# Fiber pouches vs leather



## Axman (7 mo ago)

Other than durability is there a benefit to leather versus fiber pouches? As a new slingshot shooter I seem to shoot better with the fiber pouches.


----------



## vince4242 (Jan 11, 2016)

It all comes down to your own preferences, personally I like the fiber double pit pouches. They last forever and make sure that you get the ball perfectly in the pouch every time. I have been using some pouches for over 2 years, I actually have never had a double pit fiber pouch break on me in the over 2 years I've been shooting.

But that is just me, you have to try them both and see what you like better.

Cheers


----------



## Adonis (Jun 19, 2020)

Axman said:


> Other than durability is there a benefit to leather versus fiber pouches? As a new slingshot shooter I seem to shoot better with the fiber pouches.


I like leather, I make my own pouch since I do leather work. 
What I like about leather pouches:
1- The feeling when you touch it
2- Be able to choose the thickness I want
3- The patina that will develop over time
4- The smell of a good leather
5- Durability

Peace


----------



## Karloshi (Apr 6, 2021)

Leather for me. The fibre ones annoy me after a few hundred shots but many others on here will swear by them. Try them all and pick the ones you like.


----------



## KawKan (May 11, 2013)

Like most shooters, I have more of both kinds than I'll ever use. 
To some extent, the ammo affects the pouch choice. It's hard to beat the small microfiber pouches for BBs. I really like leather for 3/8-inch steel. But I lean toward microfiber for for 9mm clay. 
But, hey, choice is good!


----------



## Truck Driver (8 mo ago)

I believe the fiber is more consistent . Leather is beutiful , but will pull in odd directions and have stiff spots more than fiber . Like the other guy said as well, you can feel the ammo a lot better. Did I say that leather is also beautiful.


----------



## Booral121 (Jan 6, 2019)

We get alot of rain in Scotland and I found the leather got quite slidy after a bit which resulted in a sliding pouch from my grip and a thumb in my eye 🤕🤣🎯👊👌👍🏴󠁧󠁢󠁳󠁣󠁴󠁿 so fibre pouches all the way for me 👊🎯👌👍


----------



## bingo (Oct 25, 2019)

Always swore by leather but recently changed to fibre as well work pretty well


----------



## Reed Lukens (Aug 16, 2020)

Being in the desert, I love the feel of the leather and it retains some moisture and its comfort, where the fiber are just dry plasic feeling and uncomfortable. So it looks to me like the weather may play a big part.


----------



## Karloshi (Apr 6, 2021)

There is may also be an ecological factor to take in to account.
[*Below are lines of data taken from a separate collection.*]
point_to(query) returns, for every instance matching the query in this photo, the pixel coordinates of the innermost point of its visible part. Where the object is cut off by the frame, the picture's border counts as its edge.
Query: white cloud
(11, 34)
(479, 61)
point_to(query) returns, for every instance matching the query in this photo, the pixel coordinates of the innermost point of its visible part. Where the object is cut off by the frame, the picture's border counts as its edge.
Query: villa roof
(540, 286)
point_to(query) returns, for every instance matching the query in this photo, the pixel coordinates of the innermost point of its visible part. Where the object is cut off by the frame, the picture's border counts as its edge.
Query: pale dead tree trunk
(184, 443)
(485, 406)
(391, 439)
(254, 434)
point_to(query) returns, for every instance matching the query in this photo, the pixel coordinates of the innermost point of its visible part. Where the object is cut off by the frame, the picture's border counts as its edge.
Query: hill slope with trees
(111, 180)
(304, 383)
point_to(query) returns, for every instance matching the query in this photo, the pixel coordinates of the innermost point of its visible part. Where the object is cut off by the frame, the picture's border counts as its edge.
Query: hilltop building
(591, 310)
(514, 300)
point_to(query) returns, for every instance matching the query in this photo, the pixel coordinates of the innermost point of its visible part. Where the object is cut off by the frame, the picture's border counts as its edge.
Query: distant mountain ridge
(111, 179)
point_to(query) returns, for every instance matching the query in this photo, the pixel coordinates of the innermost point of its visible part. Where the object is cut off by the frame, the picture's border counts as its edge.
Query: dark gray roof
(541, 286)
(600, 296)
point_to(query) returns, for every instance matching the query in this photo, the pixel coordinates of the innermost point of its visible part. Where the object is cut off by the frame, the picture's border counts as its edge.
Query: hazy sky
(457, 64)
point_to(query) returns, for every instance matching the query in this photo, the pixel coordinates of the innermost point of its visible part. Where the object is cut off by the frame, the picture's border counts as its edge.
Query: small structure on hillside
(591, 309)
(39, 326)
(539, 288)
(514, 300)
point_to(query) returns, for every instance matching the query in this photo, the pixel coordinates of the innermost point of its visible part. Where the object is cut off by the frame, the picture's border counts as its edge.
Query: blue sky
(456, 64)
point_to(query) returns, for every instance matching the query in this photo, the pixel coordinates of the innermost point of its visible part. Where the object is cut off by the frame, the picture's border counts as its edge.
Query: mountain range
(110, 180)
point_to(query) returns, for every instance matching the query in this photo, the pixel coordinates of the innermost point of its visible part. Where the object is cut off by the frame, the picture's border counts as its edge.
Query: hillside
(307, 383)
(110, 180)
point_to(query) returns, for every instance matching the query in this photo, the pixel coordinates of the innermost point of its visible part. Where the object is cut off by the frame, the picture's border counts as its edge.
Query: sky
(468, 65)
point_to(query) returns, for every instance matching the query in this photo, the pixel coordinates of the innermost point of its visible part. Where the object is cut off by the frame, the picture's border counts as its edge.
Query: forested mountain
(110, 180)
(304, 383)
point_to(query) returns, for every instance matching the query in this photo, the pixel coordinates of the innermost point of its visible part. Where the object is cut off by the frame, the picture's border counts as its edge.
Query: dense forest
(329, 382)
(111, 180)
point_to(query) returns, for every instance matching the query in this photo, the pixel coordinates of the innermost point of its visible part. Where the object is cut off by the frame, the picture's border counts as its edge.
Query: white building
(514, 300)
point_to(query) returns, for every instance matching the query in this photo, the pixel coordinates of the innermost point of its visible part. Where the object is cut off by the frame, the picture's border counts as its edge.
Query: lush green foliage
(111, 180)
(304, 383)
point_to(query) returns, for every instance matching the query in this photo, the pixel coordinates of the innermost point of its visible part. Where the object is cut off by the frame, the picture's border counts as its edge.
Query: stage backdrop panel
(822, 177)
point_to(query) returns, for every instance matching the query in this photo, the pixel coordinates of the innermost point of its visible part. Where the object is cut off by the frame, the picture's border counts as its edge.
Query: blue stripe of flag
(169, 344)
More man made petrochemical products or natural fibres.


----------



## Chicxulub (Jul 14, 2021)

I keep my shooting vegan, mostly no leather for my pouches. 😌 
Micro fibre lasts a lot longer and is lighter, so like already said, perfect for BBs.
Leather feels nicer, might also give better grip, but I'm happy with micro fibre.
You can make them yourself with latex glue and window cleaning towels (made from micro fibre).


----------



## Konrad (May 2, 2020)

Chicxulub said:


> I keep my shooting vegan, mostly no leather for my pouches. 😌
> Micro fibre lasts a lot longer and is lighter, so like already said, perfect for BBs.
> Leather feels nicer, might also give better grip, but I'm happy with micro fibre.
> You can make them yourself with latex glue and window cleaning towels (made from micro fibre).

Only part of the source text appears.